Fujifilm's 2011 budget bridge camera — 14MP CCD, 26x 24-624mm zoom, EVF, 720p video, AA power
The Fujifilm FinePix S3300 was a budget bridge superzoom from 2011, part of a family that also included the S3200, S3400, S3900 and S4000 — siblings sharing the same body, sensor and owner's manual but differentiated by zoom reach. The S3300 sat between the 24x S3200 and 28x S3400 with a 26x lens, and was sold in SLR-styled black bodywork with a prominent handgrip.
Specifications: a 14-megapixel 1/2.3in CCD, a 26x Fujinon zoom covering 24-624mm equivalent at f/3.1-5.9, sensor-shift image stabilisation, a 3.0in 230k-dot LCD plus a 0.2in 200k-dot electronic viewfinder, full P/A/S/M control alongside auto and scene modes, ISO 64-1600 (3200-6400 at reduced resolution), 720p30 motion JPEG video, HDMI output, SD/SDHC storage and power from four AA batteries.
The appeal is reach on a budget: 24mm wide-angle to 624mm telephoto in one fixed-lens body, with manual exposure modes for learners. AA power is convenient for travel since spares are available anywhere. Limits are those of its class — contrast-detection autofocus slows at the long end, the small EVF is basic, and the CCD struggles beyond ISO 400.
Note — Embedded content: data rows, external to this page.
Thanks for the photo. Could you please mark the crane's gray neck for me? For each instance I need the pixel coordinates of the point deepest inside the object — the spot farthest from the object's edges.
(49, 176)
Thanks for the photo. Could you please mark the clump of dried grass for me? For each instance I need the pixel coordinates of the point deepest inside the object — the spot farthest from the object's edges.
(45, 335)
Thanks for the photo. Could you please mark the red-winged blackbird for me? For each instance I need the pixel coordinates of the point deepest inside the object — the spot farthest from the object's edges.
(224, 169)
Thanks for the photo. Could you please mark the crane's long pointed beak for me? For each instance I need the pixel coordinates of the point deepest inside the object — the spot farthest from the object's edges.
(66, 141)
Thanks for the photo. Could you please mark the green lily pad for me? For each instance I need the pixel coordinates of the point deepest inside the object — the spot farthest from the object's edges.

Used prices are low and AA power removes battery worries, so the main checks are mechanical: run the motorised zoom through its full 26x range listening for grinding, confirm stabilisation and the EVF/LCD switch work, and look for dust blobs on the sensor at long zoom. Confirm the exact model on the body, as the near-identical S3200, S3400 and S4000 siblings are frequently mislabelled in listings.